Her project—called LanguageNet—aims to tackle the understanding component by building a database of expressions or paraphrases. “We’re focusing not only on words and their synonyms, like CEO versus chief executive officer, but also code phrases and more complicated sentences,” she said. “Especially talking on social media, where language has become super creative. It’s very hard to allocate every single twist—there are so many variations.”

There has been steady progress toward large paraphrase resources, Xu said, and a significant increase in its applications, from information retrieval and extraction, and natural language generation, to IBM's Watson and Google's Knowledge Graph.

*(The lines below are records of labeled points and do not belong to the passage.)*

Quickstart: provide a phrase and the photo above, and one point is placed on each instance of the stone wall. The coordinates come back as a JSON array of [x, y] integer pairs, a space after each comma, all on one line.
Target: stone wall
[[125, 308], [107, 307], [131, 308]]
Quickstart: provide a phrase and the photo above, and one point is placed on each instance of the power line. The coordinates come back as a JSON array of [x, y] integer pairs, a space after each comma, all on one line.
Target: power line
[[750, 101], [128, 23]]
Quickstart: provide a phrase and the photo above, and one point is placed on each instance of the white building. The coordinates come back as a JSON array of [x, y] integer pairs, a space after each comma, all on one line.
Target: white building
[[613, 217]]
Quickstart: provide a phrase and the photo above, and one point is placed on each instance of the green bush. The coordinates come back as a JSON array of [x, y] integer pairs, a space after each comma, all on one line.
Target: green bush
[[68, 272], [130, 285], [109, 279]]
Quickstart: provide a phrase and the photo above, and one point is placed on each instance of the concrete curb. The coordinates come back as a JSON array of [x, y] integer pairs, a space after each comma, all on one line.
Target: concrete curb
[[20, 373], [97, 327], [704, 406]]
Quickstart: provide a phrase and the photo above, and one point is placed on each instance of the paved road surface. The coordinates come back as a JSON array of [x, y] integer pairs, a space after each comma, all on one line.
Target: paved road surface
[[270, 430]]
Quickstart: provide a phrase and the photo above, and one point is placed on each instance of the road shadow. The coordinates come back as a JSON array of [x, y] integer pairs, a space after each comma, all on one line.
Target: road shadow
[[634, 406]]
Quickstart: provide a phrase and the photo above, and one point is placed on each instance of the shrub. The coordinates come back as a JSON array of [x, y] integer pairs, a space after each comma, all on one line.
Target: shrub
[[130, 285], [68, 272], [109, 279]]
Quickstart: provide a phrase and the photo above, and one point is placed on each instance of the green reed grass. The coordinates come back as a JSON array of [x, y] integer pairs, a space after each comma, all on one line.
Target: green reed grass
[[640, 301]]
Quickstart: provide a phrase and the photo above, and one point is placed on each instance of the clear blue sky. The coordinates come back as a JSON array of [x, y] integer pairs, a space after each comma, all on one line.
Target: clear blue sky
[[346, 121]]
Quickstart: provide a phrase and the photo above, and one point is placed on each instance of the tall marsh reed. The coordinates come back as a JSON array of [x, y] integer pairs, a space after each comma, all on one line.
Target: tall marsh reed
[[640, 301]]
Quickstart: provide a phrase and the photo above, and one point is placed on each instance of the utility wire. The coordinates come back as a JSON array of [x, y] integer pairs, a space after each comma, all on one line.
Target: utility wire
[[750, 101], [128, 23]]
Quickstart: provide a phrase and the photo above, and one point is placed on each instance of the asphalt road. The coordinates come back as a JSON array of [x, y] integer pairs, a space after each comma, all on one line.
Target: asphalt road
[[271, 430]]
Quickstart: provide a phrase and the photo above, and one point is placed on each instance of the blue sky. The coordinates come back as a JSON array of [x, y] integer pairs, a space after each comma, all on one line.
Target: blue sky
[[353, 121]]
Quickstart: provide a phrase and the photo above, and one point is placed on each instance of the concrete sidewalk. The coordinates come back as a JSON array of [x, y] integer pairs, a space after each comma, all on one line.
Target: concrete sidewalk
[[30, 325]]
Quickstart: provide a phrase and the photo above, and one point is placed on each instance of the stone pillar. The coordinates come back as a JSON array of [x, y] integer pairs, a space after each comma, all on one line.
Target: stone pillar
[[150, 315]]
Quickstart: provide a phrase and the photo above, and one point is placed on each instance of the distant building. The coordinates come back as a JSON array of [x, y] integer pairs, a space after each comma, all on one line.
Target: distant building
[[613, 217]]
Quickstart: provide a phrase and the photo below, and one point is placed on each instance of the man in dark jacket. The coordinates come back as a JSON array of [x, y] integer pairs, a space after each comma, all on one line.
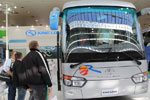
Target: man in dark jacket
[[37, 73]]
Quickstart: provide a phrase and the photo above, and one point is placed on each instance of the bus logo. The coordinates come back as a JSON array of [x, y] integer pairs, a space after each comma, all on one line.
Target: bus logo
[[86, 68]]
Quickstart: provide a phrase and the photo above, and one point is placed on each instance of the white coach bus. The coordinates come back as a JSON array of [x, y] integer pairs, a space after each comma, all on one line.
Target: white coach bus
[[101, 49]]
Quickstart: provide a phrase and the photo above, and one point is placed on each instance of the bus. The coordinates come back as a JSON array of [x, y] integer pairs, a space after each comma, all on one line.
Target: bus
[[100, 49], [146, 36]]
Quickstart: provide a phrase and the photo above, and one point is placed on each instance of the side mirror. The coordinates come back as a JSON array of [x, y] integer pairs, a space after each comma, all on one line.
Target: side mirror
[[54, 19], [143, 12]]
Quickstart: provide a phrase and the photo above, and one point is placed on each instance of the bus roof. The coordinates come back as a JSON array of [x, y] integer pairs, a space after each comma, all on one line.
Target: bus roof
[[98, 3]]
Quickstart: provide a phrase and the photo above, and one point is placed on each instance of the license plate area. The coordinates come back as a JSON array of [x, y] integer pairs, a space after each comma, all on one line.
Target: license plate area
[[106, 92]]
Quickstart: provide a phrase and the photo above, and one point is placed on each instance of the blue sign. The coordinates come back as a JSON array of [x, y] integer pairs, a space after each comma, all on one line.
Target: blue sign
[[32, 33]]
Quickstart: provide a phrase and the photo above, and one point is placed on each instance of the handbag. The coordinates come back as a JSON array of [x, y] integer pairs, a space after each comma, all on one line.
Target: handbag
[[5, 77]]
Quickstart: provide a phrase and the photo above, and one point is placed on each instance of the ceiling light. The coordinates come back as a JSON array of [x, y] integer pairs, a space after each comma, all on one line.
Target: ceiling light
[[47, 26], [15, 7]]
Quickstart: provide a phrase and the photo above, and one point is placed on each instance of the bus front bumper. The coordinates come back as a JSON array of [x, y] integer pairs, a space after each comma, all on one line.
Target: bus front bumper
[[105, 88]]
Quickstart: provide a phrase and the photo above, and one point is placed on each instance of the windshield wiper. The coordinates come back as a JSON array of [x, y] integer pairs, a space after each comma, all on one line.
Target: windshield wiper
[[133, 58], [75, 65]]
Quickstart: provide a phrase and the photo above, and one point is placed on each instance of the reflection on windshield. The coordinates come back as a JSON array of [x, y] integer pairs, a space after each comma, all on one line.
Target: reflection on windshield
[[94, 29]]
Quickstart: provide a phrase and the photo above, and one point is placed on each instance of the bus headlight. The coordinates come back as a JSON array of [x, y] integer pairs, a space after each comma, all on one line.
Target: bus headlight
[[74, 81], [139, 78]]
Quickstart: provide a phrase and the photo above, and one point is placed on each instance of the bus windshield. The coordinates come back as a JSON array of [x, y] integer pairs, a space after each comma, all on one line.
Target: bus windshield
[[101, 33]]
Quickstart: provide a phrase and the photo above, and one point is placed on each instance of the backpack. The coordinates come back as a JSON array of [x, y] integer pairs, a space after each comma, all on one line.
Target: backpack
[[19, 75]]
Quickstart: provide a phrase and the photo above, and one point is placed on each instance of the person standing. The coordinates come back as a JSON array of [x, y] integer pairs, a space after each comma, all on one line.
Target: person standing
[[16, 65], [38, 73], [7, 67]]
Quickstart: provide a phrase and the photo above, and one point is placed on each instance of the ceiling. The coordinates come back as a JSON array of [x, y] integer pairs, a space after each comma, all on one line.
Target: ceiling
[[36, 12]]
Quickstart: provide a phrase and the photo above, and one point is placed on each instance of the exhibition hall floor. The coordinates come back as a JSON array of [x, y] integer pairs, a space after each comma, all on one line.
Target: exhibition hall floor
[[59, 95]]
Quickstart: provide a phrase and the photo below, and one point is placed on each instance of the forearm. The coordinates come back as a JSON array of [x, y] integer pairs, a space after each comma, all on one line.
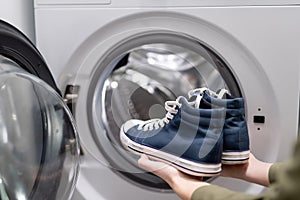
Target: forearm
[[255, 171]]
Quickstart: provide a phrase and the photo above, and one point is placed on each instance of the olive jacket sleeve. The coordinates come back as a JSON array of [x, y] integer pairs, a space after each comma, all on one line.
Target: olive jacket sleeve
[[284, 184]]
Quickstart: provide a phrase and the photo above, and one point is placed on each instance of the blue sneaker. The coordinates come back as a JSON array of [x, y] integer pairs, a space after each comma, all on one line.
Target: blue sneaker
[[189, 138], [236, 139]]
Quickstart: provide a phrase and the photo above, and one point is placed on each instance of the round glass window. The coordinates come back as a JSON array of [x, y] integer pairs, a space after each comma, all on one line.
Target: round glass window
[[38, 141], [136, 78]]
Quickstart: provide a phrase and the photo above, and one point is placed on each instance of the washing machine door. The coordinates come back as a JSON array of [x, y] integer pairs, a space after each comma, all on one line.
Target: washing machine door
[[38, 139]]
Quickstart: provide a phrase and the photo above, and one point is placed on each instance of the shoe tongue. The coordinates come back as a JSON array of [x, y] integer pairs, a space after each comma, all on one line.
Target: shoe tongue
[[195, 100]]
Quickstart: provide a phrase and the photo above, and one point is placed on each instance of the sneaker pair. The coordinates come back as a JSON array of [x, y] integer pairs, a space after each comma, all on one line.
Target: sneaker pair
[[196, 135]]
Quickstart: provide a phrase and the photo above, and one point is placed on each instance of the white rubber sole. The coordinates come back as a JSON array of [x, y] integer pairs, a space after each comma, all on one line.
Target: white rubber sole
[[186, 166], [234, 158]]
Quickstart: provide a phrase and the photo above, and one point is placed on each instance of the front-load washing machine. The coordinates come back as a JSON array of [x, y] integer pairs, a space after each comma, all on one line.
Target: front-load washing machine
[[39, 150], [116, 60]]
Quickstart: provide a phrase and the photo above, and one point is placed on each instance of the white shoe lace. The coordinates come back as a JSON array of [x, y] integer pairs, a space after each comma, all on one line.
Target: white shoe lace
[[171, 108], [200, 92]]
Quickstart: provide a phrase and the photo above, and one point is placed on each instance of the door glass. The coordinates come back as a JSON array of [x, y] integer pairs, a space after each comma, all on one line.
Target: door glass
[[136, 78], [38, 140]]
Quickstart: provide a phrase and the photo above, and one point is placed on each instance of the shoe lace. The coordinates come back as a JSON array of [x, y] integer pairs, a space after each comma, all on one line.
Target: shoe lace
[[200, 91], [171, 108]]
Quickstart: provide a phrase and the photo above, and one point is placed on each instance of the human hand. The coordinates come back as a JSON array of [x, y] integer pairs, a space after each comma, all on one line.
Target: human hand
[[184, 185], [254, 171]]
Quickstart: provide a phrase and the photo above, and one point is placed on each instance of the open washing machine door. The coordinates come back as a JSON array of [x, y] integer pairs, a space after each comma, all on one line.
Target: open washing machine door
[[38, 140]]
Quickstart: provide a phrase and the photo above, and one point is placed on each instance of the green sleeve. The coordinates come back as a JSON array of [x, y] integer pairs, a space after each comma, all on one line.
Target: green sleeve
[[284, 184], [213, 192]]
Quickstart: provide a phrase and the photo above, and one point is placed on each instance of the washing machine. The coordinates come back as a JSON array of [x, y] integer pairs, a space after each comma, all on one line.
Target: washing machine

Xu’s research aims to create better paraphrase acquisition techniques and larger scale semantic resources, which could be of great use in various natural language processing tasks and social media data analytics in fields such as social sciences or national security. One potential application is text simplification, which automatically rephrases complex texts into simpler language for children or people with reading disabilities.

Earlier this year Xu’s LanguageNet team won the Q4 AI for Everyone Challenge from Figure Eight (formerly CrowdFlower), which aims to give machine learning experts the tools and resources to create AI projects that contribute to the greater good. Since deep learning algorithms are data hungry, Xu’s team will use the company’s resources to annotate more sentence and phrase data in 10 different languages to power their AI project.

“Figure Eight will be doing crowdsourcing and asking internet users to do annotation tasks,” said Xu. “That human knowledge data is what’s important for training automation learning algorithms. It’s necessary for capturing hundreds of thousands of phrases.”

Xu’s innovative research continues to earn recognition. She recently received a $175K CRII award from the National Science Foundation (NSF), which will support building the machine learning algorithms to make use of the human knowledge data she acquires. Additionally, Xu has earned a 2018 Best Paper Award from COLING, one of the top conferences in the field.